Just because they’re newcomers does not mean that they are prepared to accept lower quality sites.  They want ‘A’ grade sites in prime locations, rather than lower grade sites that might have been very acceptable to Hyundai or Kia in the equivalent stage of their growth plans.  However, there are only so many high grade, prime location sites, and whilst some investors might be open to switching the franchise or dualling with a newcomer because of concerns about the longer term franchise viability, most will remain committed to their existing partners.

Because of the near term volume ambitions of the newcomers, they are now competing for the same sites.  Some may offer more favourable terms for showroom fitout and launch costs, but investors should be cautious and assess their options on the basis of the long term prospects of the brand, not short-term financial incentives.  Others, driven by internal objectives of signing up a target number of dealers within two years, are compromising and taking on less desirable investors and locations in order to hit the target network size.

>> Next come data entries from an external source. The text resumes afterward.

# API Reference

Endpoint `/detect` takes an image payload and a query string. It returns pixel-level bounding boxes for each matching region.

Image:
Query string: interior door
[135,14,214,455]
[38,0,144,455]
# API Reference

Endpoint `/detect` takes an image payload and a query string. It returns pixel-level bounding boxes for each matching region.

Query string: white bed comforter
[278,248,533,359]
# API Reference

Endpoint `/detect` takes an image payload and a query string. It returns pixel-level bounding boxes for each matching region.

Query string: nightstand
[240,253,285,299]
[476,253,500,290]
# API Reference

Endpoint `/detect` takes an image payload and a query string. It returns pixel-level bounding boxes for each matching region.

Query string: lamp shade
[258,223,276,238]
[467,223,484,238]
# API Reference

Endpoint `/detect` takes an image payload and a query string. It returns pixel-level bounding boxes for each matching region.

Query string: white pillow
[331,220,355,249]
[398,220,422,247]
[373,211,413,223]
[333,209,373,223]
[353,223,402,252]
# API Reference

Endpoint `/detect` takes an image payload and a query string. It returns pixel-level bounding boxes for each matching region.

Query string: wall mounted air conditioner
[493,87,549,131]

What we are now seeing is a land grab, because some newcomers are starting to panic that all the available opportunities will have been taken by competitors, and they will be left short of their targets.  There is a view that network size has a direct connection with sales volume, but this is flawed.  ICDP is currently conducting research in conjunction with Urban Science which will demonstrate that there is no such direct connection.  Multiple factors have an influence including the brand strength and product attractiveness and the strength of the dealer investor.  A smaller network of strong investors will perform better than a larger network of weaker investors.  Some manufacturers will come to regret choices that they make to meet the short term ambitions and then go through restructuring and terminations to adapt their network at a later stage.  Disappointing for the investors and disruptive for the customers.

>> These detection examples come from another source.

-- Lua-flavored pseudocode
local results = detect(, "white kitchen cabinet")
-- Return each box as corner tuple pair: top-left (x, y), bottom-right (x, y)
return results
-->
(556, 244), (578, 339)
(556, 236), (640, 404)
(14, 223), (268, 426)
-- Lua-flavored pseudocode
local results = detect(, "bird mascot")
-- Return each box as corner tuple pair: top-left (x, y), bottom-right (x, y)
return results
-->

What this means for the timebomb is that the clock has stopped running – at least for now.  However, it is a bit like a James Bond film.  The timer may have stopped with a couple minutes to run, but the evil villain is still out there and the timer may restart.  If this marks the success of the newcomers in achieving viable volumes, then it almost certainly follows that some established players will be suffering badly and will need to restructure their networks, with a few potentially exiting the market completely.  At that point, the clock will restart but possibly running down at an even faster rate.

For dealers, the changed environment provides a short term opportunity to reconsider how they are utilising their property portfolio.  For established OEMs, the need for a positive relationship with their dealer partners is even more critical than before.  For the newcomers, there are real opportunities to recruit partners for the long term that will help create a sustainable future, but they need to avoid creating tomorrow’s legacy by focusing on network growth over network quality.